I am delighted to have this opportunity to greet you and your families as we prepare for the great feast of Christmas. For many, especially the young, it is a time that is filled with wonder and joy. However, even if we are of the age when Santa no longer visits us, we can fill our hearts with the excitement we see around us. There is no better way to get inside the Christmas story than to see it with the eyes of a child. Sometimes as adults we hear the phrase “its only for the children” and indeed there is a truth in that. But really, it is something for us all. Because what we are celebrating is the birth of a baby – and not just any baby – but the birth of the Saviour who would show us that the way to eternal life for each of us is our human life that began when we were formed in the womb.

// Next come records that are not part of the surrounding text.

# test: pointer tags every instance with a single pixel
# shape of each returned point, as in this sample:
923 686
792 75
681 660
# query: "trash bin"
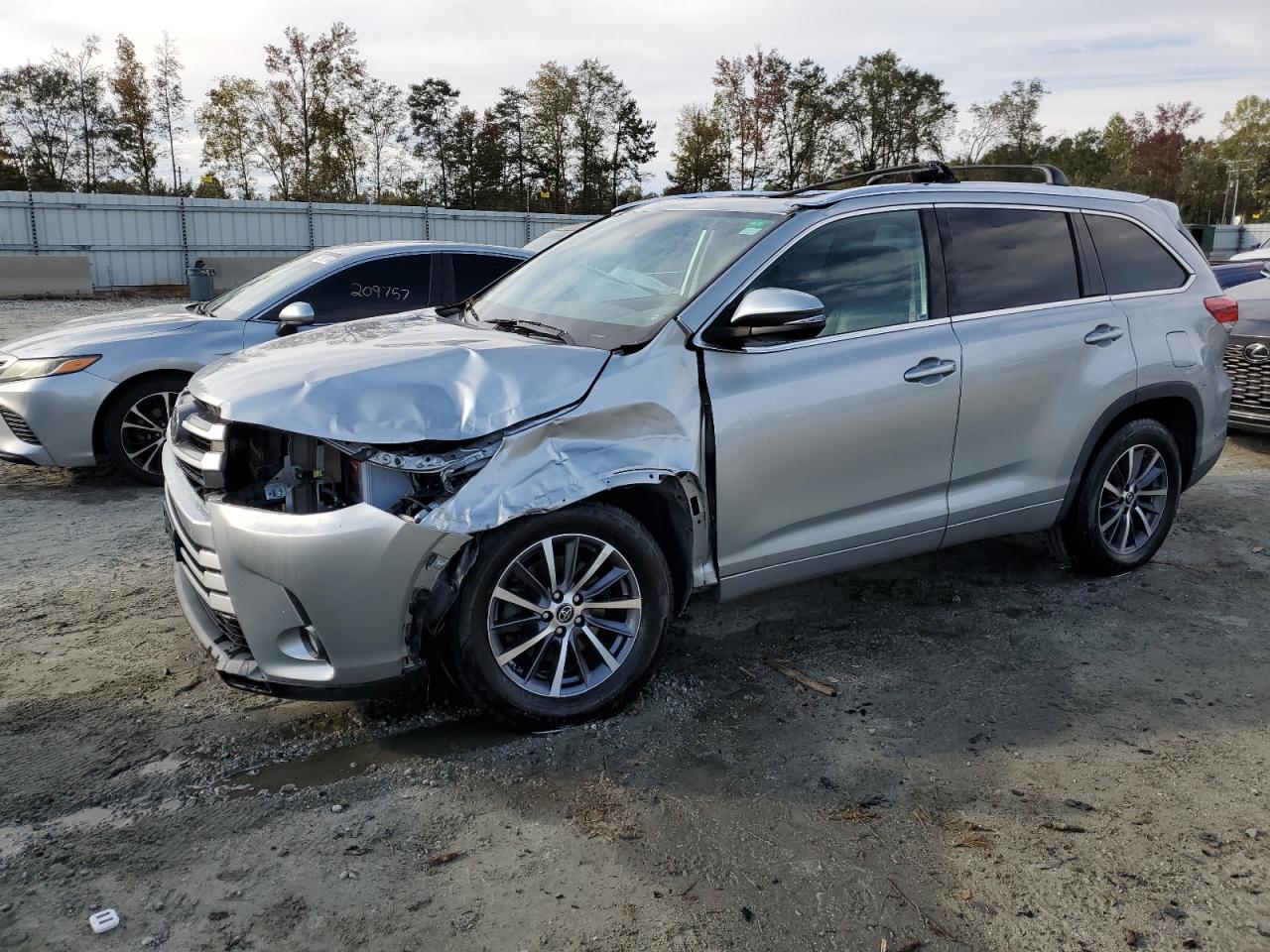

During the past year, the work in our Diocese of Ferns has been to re-establish pastoral life in our parishes as the effect of the pandemic dies down. Occasions of joy like weddings and baptisms, First Holy Communions and Confirmations have recaptured the energy that was there before Covid. Also, as God’s people, we have come together again as communities to help people grieve at the time of a funeral. We have also as a Diocese responded to Pope Francis invitation to be a SynodalChurch, that is, a church that listens especially to those on the margins of church or society. An image that fits Pope Francis’ call is the image of the Great News of Christ’s birth coming first to the shepherd, the least of people in the world into which Jesus was born.
As we send messages of hope and joy to people, we are conscious that not every life is filled with happiness. Many people in our parishes are feeling the strain of perhaps inflation or homelessness, and indeed many worry about the future and even the simple task of heating their homes. If you are moved by the needs of others, especially families with children, then the St Vincent DePaul organization would be delighted to hear from you. They are the outreach of our church here in the Diocese to those who are in the most need.
Last year, I acknowledged the work and sacrifice of frontline workers in the face of the pandemic. We have become used to the comings and goings of the pandemic at this stage but the work of those at the frontline continues, particularly in our health services. I wish, on your behalf, to thank them for their work and dedication and I ask that those of us who are well would take every precaution to avoid the spread of disease and so lighten the burden on our health services.
Christ brought hope into the world by his life and teaching. He especially brought that hope to those who were outsiders, those who were excluded. Hope is the gift of helping someone to look forward to tomorrow. With God’s help our words and our actions will give a sense of that hope to the people with whom we share this special time.
I wish everyone a blessed and happy Christmas and a safe and healthy New Year.